Monday, July 16, 2012

Colonel W.S. Paisley (approx. 1860-1894) - "Martyr to the Cause of Humanity"

Colonel W.S. Paisley's gravestone in the unendowed area

Colonel W. S. Paisley was a member of the Industrial Army. In 1894, Ohio businessman Jacob Coxey organized an "Industrial Army" to protest the federal government's inaction in the face of the Great Depression of the 1890s. Class tensions were at an all-time high in American history and unemployed “tramps” or “hobos” traveled on freight trains begging for work or food. Many in the upper class feared anarchy or violence and labor conflicts sprung up across the country, including the Pullman Strike, Homestead Strike and Carnegie Steel Works Strike. Coxey’s plan was for these trains to converge on Washington D.C. to put pressure on President William H. McKinley. 

The "Industrial Army" en route to Washington D.C. in 1894

Colonel W.S. Paisley, who had worked as a steampipe-fitter and mechanic for the Union Iron Works and Mills Building in San Francisco, seized a train in Oakland with 400-700 other men under the command of General Denning Smith. The train headed into Rocklin in Placer County where it was met by Constable J.B. Fleckenstein* who attempted to detain General Smith. Court records tell of varying accounts of what happened next. One thing seems clear, a struggle ensued and the Industrial Army tried to wrestle away Fleckenstein’s gun. He apparently tried to shoot Smith, but missed, and instead hit Paisley, who died during his medical examination.

The (SF) Morning Call, May 12, 1894
The ensuing trial created a sensation and newspaper accounts proclaim that the court was standing room only with people shouting from the galleries, conflicting testimonies, flashy cross-examinations, salacious accusations and even some humorous moments. At the end of the trial, Judge Gwynne ruled that Fleckenstein acted in self-defense.

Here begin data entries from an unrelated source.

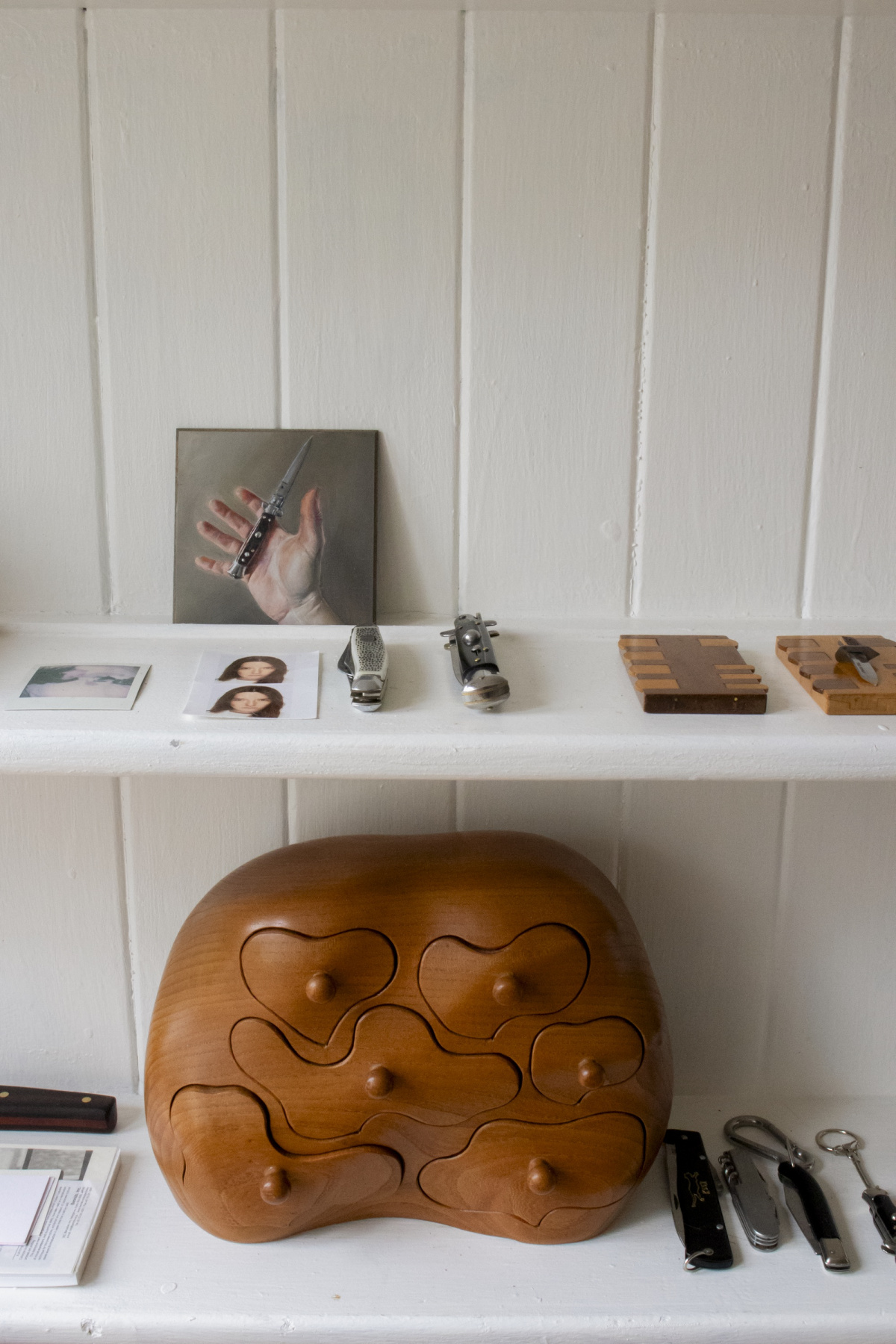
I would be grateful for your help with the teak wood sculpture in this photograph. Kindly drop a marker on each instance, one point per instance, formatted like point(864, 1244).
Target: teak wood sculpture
point(692, 673)
point(462, 1028)
point(835, 683)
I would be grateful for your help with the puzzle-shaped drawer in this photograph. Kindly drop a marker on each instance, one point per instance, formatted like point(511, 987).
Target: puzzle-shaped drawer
point(474, 989)
point(395, 1065)
point(312, 983)
point(230, 1162)
point(528, 1171)
point(571, 1061)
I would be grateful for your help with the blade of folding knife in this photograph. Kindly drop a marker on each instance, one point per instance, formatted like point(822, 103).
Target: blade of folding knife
point(695, 1203)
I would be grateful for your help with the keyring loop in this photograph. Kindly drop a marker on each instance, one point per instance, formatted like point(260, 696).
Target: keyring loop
point(840, 1149)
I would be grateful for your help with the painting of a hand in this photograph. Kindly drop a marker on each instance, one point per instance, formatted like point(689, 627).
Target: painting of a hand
point(287, 573)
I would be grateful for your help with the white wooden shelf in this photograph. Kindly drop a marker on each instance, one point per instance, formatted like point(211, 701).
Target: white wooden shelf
point(156, 1277)
point(573, 714)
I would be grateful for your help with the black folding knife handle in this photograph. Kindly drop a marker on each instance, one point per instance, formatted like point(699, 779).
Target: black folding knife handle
point(818, 1216)
point(42, 1108)
point(884, 1214)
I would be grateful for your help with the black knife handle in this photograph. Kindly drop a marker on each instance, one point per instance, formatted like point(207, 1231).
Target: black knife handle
point(43, 1108)
point(884, 1214)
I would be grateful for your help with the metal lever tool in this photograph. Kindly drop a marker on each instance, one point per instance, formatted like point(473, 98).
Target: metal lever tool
point(269, 515)
point(366, 663)
point(474, 665)
point(883, 1209)
point(802, 1192)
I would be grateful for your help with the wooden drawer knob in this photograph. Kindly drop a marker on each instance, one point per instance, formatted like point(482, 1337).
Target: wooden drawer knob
point(276, 1186)
point(379, 1082)
point(507, 989)
point(590, 1074)
point(541, 1177)
point(320, 988)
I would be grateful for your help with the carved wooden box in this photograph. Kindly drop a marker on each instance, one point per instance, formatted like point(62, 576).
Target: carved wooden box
point(457, 1027)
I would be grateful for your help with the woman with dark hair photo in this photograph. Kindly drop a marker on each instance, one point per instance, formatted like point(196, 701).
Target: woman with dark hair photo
point(257, 667)
point(258, 702)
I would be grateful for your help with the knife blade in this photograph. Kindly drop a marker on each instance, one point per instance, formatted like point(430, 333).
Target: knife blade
point(860, 655)
point(45, 1108)
point(695, 1203)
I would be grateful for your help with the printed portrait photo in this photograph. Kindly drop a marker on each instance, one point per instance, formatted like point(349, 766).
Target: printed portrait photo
point(301, 502)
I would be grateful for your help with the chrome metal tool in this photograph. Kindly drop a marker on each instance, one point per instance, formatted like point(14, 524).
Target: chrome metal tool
point(860, 655)
point(753, 1199)
point(366, 663)
point(270, 512)
point(883, 1209)
point(482, 687)
point(802, 1192)
point(695, 1203)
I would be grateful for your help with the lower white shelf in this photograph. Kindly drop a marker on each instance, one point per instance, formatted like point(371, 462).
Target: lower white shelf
point(573, 712)
point(156, 1277)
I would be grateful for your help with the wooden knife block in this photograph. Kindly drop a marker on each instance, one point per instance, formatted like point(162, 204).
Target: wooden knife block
point(455, 1027)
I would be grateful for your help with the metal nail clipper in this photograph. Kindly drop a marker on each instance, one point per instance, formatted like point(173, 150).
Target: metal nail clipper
point(802, 1192)
point(882, 1206)
point(474, 665)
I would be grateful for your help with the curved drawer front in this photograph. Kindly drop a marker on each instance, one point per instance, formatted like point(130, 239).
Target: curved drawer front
point(312, 983)
point(528, 1171)
point(235, 1176)
point(570, 1062)
point(473, 991)
point(395, 1065)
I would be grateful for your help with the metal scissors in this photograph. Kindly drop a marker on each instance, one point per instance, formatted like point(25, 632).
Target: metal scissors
point(882, 1206)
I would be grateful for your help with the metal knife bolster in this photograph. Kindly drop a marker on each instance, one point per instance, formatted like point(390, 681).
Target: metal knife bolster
point(695, 1203)
point(812, 1211)
point(43, 1108)
point(753, 1201)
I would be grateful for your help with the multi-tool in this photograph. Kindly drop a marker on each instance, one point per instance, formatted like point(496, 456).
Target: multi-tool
point(695, 1203)
point(751, 1198)
point(270, 512)
point(366, 663)
point(883, 1209)
point(802, 1192)
point(860, 655)
point(474, 665)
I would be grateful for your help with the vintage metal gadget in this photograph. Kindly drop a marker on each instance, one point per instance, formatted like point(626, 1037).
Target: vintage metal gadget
point(883, 1209)
point(802, 1192)
point(482, 687)
point(753, 1199)
point(366, 663)
point(269, 515)
point(695, 1203)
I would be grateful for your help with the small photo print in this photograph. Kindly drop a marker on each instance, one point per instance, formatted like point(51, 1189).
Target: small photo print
point(255, 685)
point(82, 685)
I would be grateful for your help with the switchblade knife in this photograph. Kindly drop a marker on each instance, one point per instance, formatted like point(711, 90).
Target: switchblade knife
point(269, 515)
point(43, 1108)
point(695, 1203)
point(860, 655)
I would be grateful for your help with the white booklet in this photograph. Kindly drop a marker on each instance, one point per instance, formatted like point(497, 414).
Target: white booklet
point(57, 1253)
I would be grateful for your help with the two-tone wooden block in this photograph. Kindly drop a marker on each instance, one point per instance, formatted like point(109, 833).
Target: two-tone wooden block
point(692, 673)
point(837, 687)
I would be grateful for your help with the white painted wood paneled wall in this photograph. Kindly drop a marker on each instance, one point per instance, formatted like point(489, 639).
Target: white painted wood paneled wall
point(617, 290)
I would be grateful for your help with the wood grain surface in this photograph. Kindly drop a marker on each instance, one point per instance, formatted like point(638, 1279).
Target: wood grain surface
point(252, 1119)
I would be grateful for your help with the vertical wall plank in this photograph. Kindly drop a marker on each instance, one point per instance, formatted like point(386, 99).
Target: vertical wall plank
point(371, 124)
point(63, 959)
point(368, 806)
point(181, 836)
point(181, 139)
point(555, 141)
point(742, 203)
point(47, 443)
point(585, 816)
point(852, 537)
point(835, 992)
point(700, 870)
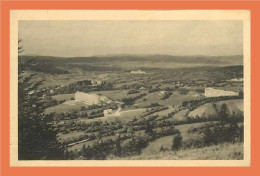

The judge also criticized Paisley, stating to the court: 
“W.S. Paisley, then the highest officer in command of the Industrial Army mentioned, instead of making an endeavor to restrain his men or followers from committing unlawful acts, aided and assisted in hampering, harassing and retarding the officer in the performance of his legal and obligatory duty by laying violent hands on the officer, while others, persons under his command, were endeavoring to take from the officer his pistol, the only defense he had on his person.”

Paisley’s body was transported to Oakland’s Mountain View Cemetery for burial. But before the body arrived a crowd gathered at 10th & Broadway where angry condemnations and speeches ensued. The group passed a resolution with a resolved clause that stated:
“That the action of the said officer in slaying an unarmed citizen was hasty and unwarranted and should be condemned by all good citizens.”

The group raised the money to transport Paisley’s body from Rocklin and to have him buried. A number of prominent Populists showed up at Paisley’s funeral to demonstrate their support. His epithet reads "Martyr to the Cause of Humanity."

Jack London
Another person who joined Coxey’s Industrial Army in Oakland in 1894 was a man who had been shoveling coal for an electric railway power plant. The man quit when he discovered that he has been exploited, having performed the work of two men. He then joined the march East to protest unemployment. That man was the writer Jack London.

*Some newspaper accounts list him as Fleckenger, Flickenger or Flickenstein.